Since the eval method executes script, you have to be more careful about user supplied data that may end up in an eval statement. Suppose you have an input field whose value is saved to the database, and that value is later used in an eval call. This code injection could certainly cause all sorts of serious problems for an end user. This is evil, but the real evil is the code injection vulnerability, not eval itself. If you use techniques to prevent such code from getting into your eval statement in the first place, you shouldn’t have to avoid eval for user supplied data. IMHO, this does not make eval evil, but is a good reason to avoid it when you can.

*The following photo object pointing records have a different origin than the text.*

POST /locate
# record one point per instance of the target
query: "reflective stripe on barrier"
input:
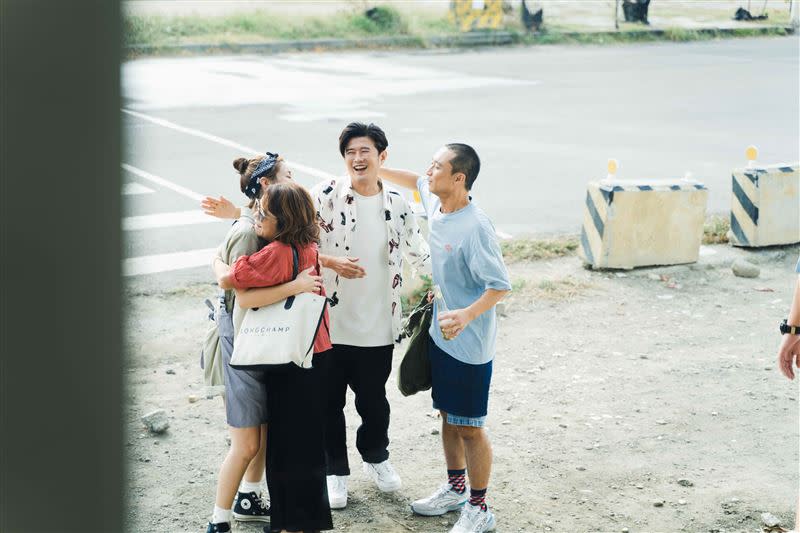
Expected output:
(765, 206)
(632, 224)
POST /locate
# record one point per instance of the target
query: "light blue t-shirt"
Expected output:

The most practical use of eval in the recent past has been for the parsing of JSON-formatted data when retrieving data via Ajax, but native JSON support is now available in all modern browsers as of the ECMAScript Language Specification, 5th Edition in Dec. 2009. If eval() is needed for JSON parsing, then in browsers that support it, JSON.parse() should be used. This means that eval for JSON parsing is only needed for older browsers.

Browsers that support the built in JSON Object and Grammar (reference):

  • Firefox 3.5+
  • Internet Explorer 8+
  • Opera 10.5+
  • Chrome
  • Safari

So my feeling on the subject: avoid eval when what you’re trying to achieve can be done without it. You can avoid performance degradation and reduce the risk of code injection security issues, and unless you need to support an old browser like IE7, you don’t need it for JSON.

Back to the quote… I agree that eval is often misused and often in the context of bad coding (I’ve seen a lot of it), but if you know what you’re doing, then your code should be in the “sometimes useful” bucket, and that certainly is not evil.